Greensboro, March 18—Crushed horribly by a big Essex racer which turned over in the first lap of the first race here this afternoon, Billy Wile of Columbia, S.C., the driver, was picked up and rushed to a local hospital to die two hours later.
When the speedster, bunched with two others, going nearly 60 miles an hour, catapulted in the air at wicked turn in the track, hurling Frank Brown, mechanician, 20 feet and mangling Wile beneath it, the 3,000 people in the grandstand gave one mighty composite scream. In a moment’s lull as the realization of the tragedy sank in, a woman clutched the fence screeched and fainted, dropping like a rag. As the crowd attempted to reach the track bedlam reigned. A waiting ambulance on the edge of the track sailed slowly the course, and the undertaker in it was first man to pick up the broken bundle of bruised humanity, rushing it to a hospital.

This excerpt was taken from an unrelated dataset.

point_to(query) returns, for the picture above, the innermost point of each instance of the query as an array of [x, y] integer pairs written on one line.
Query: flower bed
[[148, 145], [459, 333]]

The three cars, the Essex, a Vaughn-Dusenbery, driven by Jack Cottrell of Newark, N.J., and a French Peguot with Lewis Marino of Columbia S.C., at the wheel were struggling for the lead at the end of the curve. Wile and Cottrell were hub and hub, with Marino just behind. At the turn Marino swept into line with the others, running wide and close to the outside fence. The Vaughn spurted in the lead. At the end of the curve Wile swerved his car in an effort to avoid a hole. The Peguot was blocking is path and he tried to turn. The machine went into the air, turning completely over.
After holding back for the turn the three drivers were speeding up. The Essex righted itself after the somersault, rolled over on Wile and then flung him like a bundle of straw against the wire fence. He never moved and though every effort was made to save his life at the hospital, he never regained consciousness.
He leaves a wife and three children in Columbia. He was 25 years old. The receipts from the races, about $1,400, will be sent to his widow.
After he was carried to the city, and the crowd quieted, the races proceeded. In the next race an axle broke on the Vaughn driven by Cottrell but another was put on the races continued.
The accident somewhat dampened the spirits of the carnival crowd at the automobile show tonight, closing after five days, but a big crowd attended the show. A riot of merriment had been planned and the crowd was comparatively gay, but the effects of the tragedy served a little to quiet the merrymakers.